Cyclists are calling for new laws that would hold drivers automatically responsible for accidents involving bicycle users or pedestrians unless they can prove their innocence.

Following another high-profile biking accident earlier this week, the Bicycle Advocacy Group is also pushing for a minimum passing distance that would prevent motorists from overtaking cyclists in tight situations.

“If the government is serious about encouraging people onto bicycles as a way of reversing congestion, parking overload and pollution, it needs to make cycling a much safer activity and start to prioritise people on bicycles,” group spokesman Jim Wightman said.

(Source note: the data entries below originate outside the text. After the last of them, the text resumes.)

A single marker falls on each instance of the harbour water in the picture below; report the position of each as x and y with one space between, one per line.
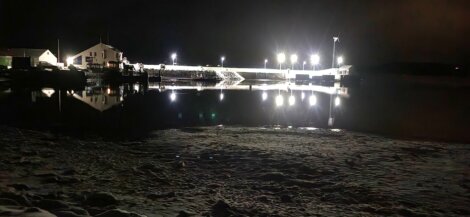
409 111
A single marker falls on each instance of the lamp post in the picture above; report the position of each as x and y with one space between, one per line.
340 60
334 47
315 60
281 57
293 60
173 58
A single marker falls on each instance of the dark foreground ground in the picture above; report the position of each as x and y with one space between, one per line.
232 171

A minority of cars and trucks squeezing past, simply because they are in a hurry, is no longer an acceptable excuse for either incompetent driving or a lack of good driving manners

Safety on the road is in the spotlight again after seasoned cyclist Hilary Galea Lauri suffered a fractured elbow when he was hit from behind by a car in Msida on Monday, just months after cycling the length of Britain without incident.

The incident comes a month after a 61-year-old man reported to the police he was flung 20 metres from his bike after being clipped by a motorist, breaking his collar bone. The police refused his version of events, insisting he must have hit a wall.

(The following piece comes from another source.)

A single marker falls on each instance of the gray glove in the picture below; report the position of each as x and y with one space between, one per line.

Malta is one of only five EU countries, alongside Cyprus, the UK, Romania and Ireland, not to have adopted the “presumed liability” system which the advocacy group is insisting on.

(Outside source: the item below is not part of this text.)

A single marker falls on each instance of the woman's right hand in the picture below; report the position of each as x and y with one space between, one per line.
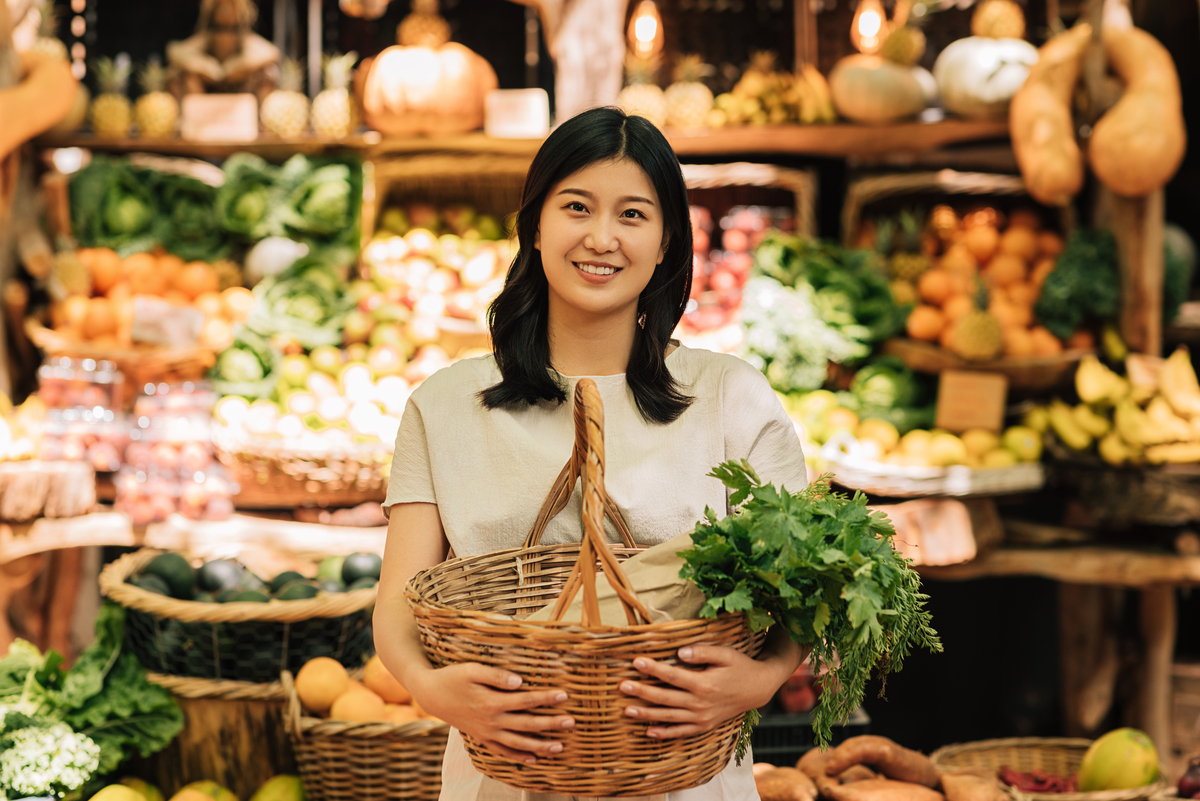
484 702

In Germany, for example, vehicle owners are held liable for any damage caused by their operation unless the driver can prove that the accident was caused by unforeseeable circumstances.

Germany is also one of a number of EU countries with minimum passing distance laws, requiring motorists to be at least 1.5 metres away from cyclists when overtaking.

“A minority of cars and trucks squeezing past, simply because they are in a hurry, is no longer an acceptable excuse for either incompetent driving or a lack of good driving manners,” Mr Wightman said.

The group has already discussed its proposals with the Justice Ministry and Transport Malta but no progress has been reported so far.

When contacted, a Transport Malta spokesman said the regulator was researching a National Cycling Strategy and studying in depth different practices used in other countries.

“We will be involving and consulting with the Bicycle Advocacy Group, the Cycling Federation and other stakeholders,” the spokesman said. “We want to capitalise on their knowledge to be at the forefront of emerging technologies and good practices.”

Lifecycle founder Alan Curry, who has cycled in many of the countries that have introduced the proposed measures, told the Times of Malta that while he felt much safer there than in Malta, the main difference was the respect afforded by motorists.

“What we need is a widespread road safety campaign,” he said. “People need to have some consideration and awareness of cyclists’ needs.

“Tooting horns or getting too close when passing cyclists can cause a big danger.”